Japan’s Honda Motor Co cut its full-year net profit forecast by a fifth after sales in China, the world’s biggest auto market, were hit by a popular backlash against Japanese products in a dispute over East China Sea islands.
The substantial cut makes it likely that bigger rival Nissan Motor — and possibly Toyota Motor — will follow suit when they report quarterly earnings early next week.
“It’s likely Toyota and Nissan are going to cut forecasts in the same way. A cut was to be expected because the problems with China weren’t factored into forecasts,” Chibagin Asset Management managing director Fujio Ando said.
Demand for Honda, Toyota and Nissan cars slumped in China amid violent protests last month over the territorial dispute, with South Korea’s Hyundai Motor and Germany’s BMW picking up market share. Toyota has said its China sales dropped 49 percent last month.
Sales by Honda and its China joint ventures dropped 40.5 percent last month. China is Honda’s second-biggest market after the US, accounting for 17 percent of last year’s sales.
Honda, whose models include the Accord, Fit/Jazz, Civic and CR/V, cut its net profit forecast for the year to March to ￥375 billion (US$4.7 billion) from its earlier estimate of ￥470 billion. Last year, Honda reported a net profit of ￥211.5 billion.
Shares in Honda — which fell 15 percent to near nine-month lows amid the China protests — dropped nearly 6 percent yesterday, and closed down 4.3 percent at ￥2,408.
Honda’s net profit for July to September rose 36.1 percent to ￥82.2 billion — far below the average estimate of ￥107.2 billion from six analysts polled by Thomson Reuters I/B/E/S.

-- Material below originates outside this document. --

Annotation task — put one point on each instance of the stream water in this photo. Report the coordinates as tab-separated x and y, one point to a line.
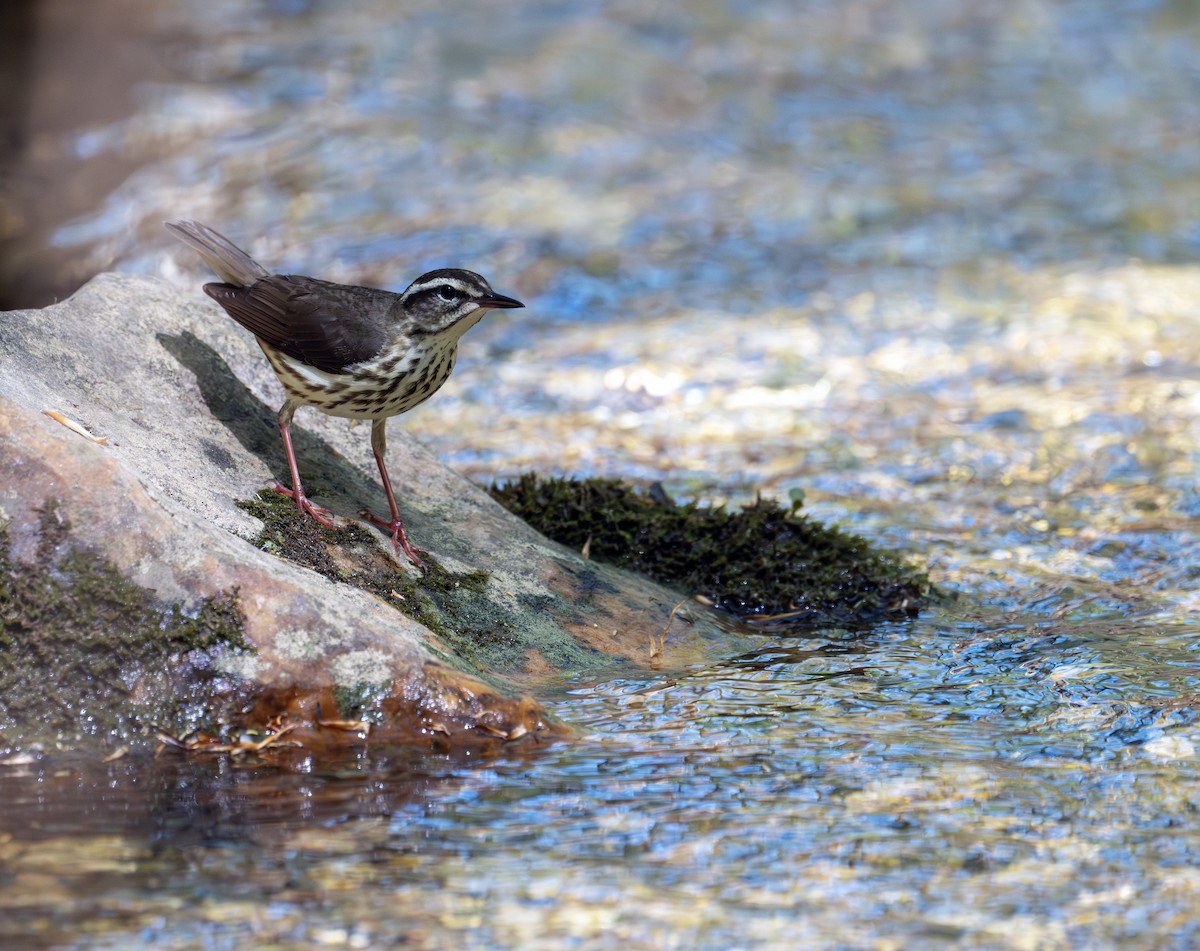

The quarterly profits were also dented by start-up and advertising costs for the new Accord sedan, which went on sale in the US last month, but the refresh helped Japan’s third-biggest automaker increase its share of the US car and light truck market to 8.7 percent last month.
The fallout from the Japan-China dispute could run into the current and fourth quarters, analysts have warned.
Takaki Nakanishi, an analyst at Bank of America Merrill Lynch in Tokyo, said the impact could, at best, last three months, and up to six months in a pessimistic scenario.
Honda chief executive Takanobu Ito, 59, an engineer who took over three years ago, has set a demanding goal to nearly double global car sales to 6 million in four years. Worldwide production jumped 69 percent in April to September to above 2 million vehicles. The carmaker trimmed its full-year global sales forecast to 4.12 million vehicles from an earlier estimate of 4.3 million.